Are We Doing Our Best For the Patients?
"Every country’s journey towards universal health coverage is unique. But in all countries, the key is primary care that delivers the services that people say they need, rather than the services someone else decides they should have." - Dr Tedros Ghebreyesus, Director-General, WHO
These profound words make us reflect on the Indian healthcare system. Often decisions may be informed by ideology, economics, political timing, or any number of forces that may have little to do with what people need. As leaders around the world grapple with demands to deliver more and better health services, faster and more affordably, it is important to ask whether we are providing services that are appropriate, accessible, safe, clinically effective, and satisfying to the people using services and those delivering them.
To understand and achieve this, we need to ask the Five Rights: Are we delivering the Right Care, by the Right Provider, at the Right Time, in the Right Place, and at the Right Cost?

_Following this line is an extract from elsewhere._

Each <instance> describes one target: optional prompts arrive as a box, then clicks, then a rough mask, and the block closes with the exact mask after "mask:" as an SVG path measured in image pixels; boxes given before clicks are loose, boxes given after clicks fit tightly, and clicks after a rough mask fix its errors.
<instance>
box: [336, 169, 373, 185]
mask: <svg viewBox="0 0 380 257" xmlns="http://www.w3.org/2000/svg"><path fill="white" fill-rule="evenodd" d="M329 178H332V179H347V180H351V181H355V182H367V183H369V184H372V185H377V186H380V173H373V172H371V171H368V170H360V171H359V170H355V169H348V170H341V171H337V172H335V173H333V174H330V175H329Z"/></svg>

Deploying Nurses to Bridge the Gap
Speaking at the ICN Congress in Singapore in 2019, WHO’s Dr Tedros Ghebreyesus said, “We simply cannot achieve universal health coverage and the health-related targets in the SDGs (Sustainable Development Goals) unless we empower and equip nurses and midwives, and harness their power.” His powerful words talk about a solution to bridge the gap. Nurses have solutions that can be utilized more effectively to help resolve the big challenges in health systems. However, we must educate, regulate, deploy, support and reward them to lead that change.
Experts suggest that well-educated nurses deployed in the right numbers offer positive health outcomes across many settings, including morbidity and mortality outcomes. Nurse-led models of care have proven their clinical efficacy, satisfaction to the public, and cost-effectiveness when compared to traditional models. For example, nurse prescribing in the UK, the Royal College of Nursing found improvements in patient care such as timelier access to medicines and treatment, increased flexibility for patients who would otherwise have had to see a doctor, improved service efficiency that allows physicians to care for complex patients, diversion of avoidable emergency and hospital admissions, and better access to more streamlined and patient-centred care.
Thus, nurses’ leadership should be prominent in implementing the solutions for sound healthcare structure.
The Next Steps
In repeated polls in Canada and the USA over the past 20 years, nurses nearly always come out on top of the list of professionals most trusted by the public. This outcome is the result of
- Decades of hard work by professional associations
- Development of standards of practice
- Strong nursing education, including a space for them to opt for advanced practices
- Strict nursing regulation
A model like this would revolutionize India’s healthcare system by giving affordable and targeted care to individual patients. The way forward should place a higher priority on public health, health promotion and wellness, and the prevention of illnesses and injuries. And for nurses to work hand-in-hand with top-tier healthcare systems to effectively help deliver the right care in the right place and right time at reasonable costs.
Ms Jessica D Souza,
Chief Nursing Officer, Global Hospital, Mumbai
Disclaimer: The views and opinions expressed in this article belong solely to the author. They do not reflect the opinions or views of the organization.